We will also cast an eye on alternative exhibition spaces in the tradition of the Kunstverein and the Kunsthalle but also in the public space. These venues like to define themselves as anti-market in approach. We will point out, however, that they are also subject to a particular professional network, funding, and constituency.

An effort will be made to address Globalism and Post-Culturalism in exhibition making, looking at the role of exhibitions in the making of movements or regional identities:

– Magiciens de la Terre, 1989 in Paris, Africa Remix in 2005
– exhibitions of Latin-American art, beginning with the MoMA’s show in 1993 up to the series at the Cisneros Foundation
– Eastern Europe (Manifesta, the pan-European biennial since 1996)
– Chinese Art being introduced to the West (beginning with Harald Szeemann’s Venice Biennial in 1999, and more recently with Mahjong, 2007 in Bern and Hamburg, and the recent exhibitions of Chinese Art from private collections in San Francisco and Berkeley)

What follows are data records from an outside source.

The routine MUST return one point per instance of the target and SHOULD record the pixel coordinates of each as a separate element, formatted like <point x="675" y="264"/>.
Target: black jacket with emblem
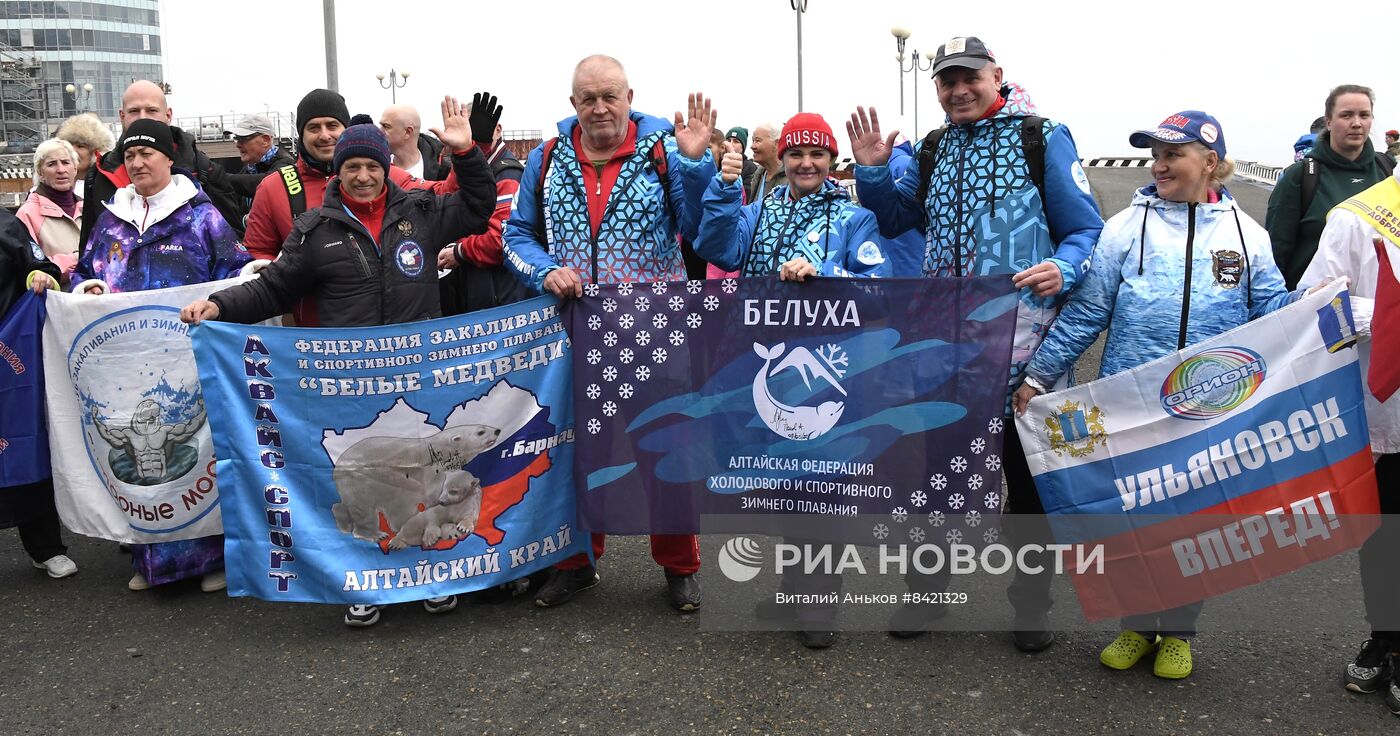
<point x="332" y="258"/>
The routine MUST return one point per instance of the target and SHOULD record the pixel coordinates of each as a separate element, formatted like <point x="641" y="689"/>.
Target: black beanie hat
<point x="151" y="133"/>
<point x="321" y="104"/>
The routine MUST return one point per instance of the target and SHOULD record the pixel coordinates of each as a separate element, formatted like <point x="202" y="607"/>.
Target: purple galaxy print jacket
<point x="191" y="245"/>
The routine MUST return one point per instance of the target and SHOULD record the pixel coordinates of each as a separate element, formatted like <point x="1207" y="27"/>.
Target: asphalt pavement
<point x="84" y="655"/>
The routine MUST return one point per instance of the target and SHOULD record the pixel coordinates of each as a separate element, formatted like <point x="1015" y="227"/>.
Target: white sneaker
<point x="361" y="616"/>
<point x="212" y="582"/>
<point x="59" y="565"/>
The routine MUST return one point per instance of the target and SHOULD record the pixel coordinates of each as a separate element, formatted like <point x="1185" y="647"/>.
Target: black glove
<point x="486" y="114"/>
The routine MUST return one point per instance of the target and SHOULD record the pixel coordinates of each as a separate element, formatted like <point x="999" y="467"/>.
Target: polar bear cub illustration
<point x="452" y="517"/>
<point x="396" y="475"/>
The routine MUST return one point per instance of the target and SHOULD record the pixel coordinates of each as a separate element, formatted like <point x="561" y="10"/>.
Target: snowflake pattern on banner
<point x="647" y="325"/>
<point x="643" y="335"/>
<point x="955" y="497"/>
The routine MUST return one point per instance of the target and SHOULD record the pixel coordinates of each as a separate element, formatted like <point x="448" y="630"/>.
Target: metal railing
<point x="206" y="128"/>
<point x="1252" y="171"/>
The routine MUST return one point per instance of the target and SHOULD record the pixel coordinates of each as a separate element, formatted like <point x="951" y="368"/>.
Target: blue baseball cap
<point x="1185" y="126"/>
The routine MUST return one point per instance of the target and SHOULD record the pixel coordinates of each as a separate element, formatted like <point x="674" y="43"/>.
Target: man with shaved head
<point x="146" y="100"/>
<point x="766" y="156"/>
<point x="412" y="151"/>
<point x="605" y="203"/>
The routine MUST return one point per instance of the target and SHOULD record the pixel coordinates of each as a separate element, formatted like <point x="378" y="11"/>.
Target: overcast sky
<point x="1102" y="67"/>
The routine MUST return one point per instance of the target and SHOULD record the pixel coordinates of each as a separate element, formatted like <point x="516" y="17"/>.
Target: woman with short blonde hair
<point x="90" y="139"/>
<point x="53" y="211"/>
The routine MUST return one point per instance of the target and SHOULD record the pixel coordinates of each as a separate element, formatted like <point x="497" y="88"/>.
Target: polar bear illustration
<point x="396" y="475"/>
<point x="452" y="517"/>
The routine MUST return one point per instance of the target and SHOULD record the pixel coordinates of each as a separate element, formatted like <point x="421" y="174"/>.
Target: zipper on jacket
<point x="612" y="204"/>
<point x="359" y="253"/>
<point x="1186" y="290"/>
<point x="962" y="160"/>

How do artists position themselves and how do they find themselves positioned in this global scheme? Some exoticize themselves while others don’t want to be identified with a certain regional area…

We will also try to capture what are the topics of very recent contemporary exhibitions. One of them is “Embrace! 18 artworks commissioned for the Libeskind Architecture”, that the Denver Art Museum will be showing in the fall. This is an ambitious contemporary show that we will visit and analyze in its scope and success. (The Guggenheim Museum in New York is doing a similar series of artworks for their Wright-Architecture.) In an interview with Christoph Heinrich, Curator of Modern and Contemporary Art at the Denver Art Museum, and with Adam Lerner, newly appointed Director of the Museum of Contemporary Art in Denver, we will find out how their programs of contemporary exhibitions differ and possible complement each other.

Students are required to develop a final project rather than a research paper. You will be asked to develop your own fictive exhibition project – either your own work or a group show or a thematic approach. The focus will be on your choice of the institution, existing or fictive, and how you make your case for this institution. You will introduce your exhibition on our class blog, including: application for your exhibition with the particular institution, press release, main catalog essay, wall labels – all on the assumption of an ideal checklist that is not compromised by funding or loan restrictions.

Students who want to take this class should subscribe asap to e-flux, or check their website regularly.  E-flux sends an overwhelming amount of emails to subscribers that announce new exhibitions worldwide. This will give you an impression of what is going on right now.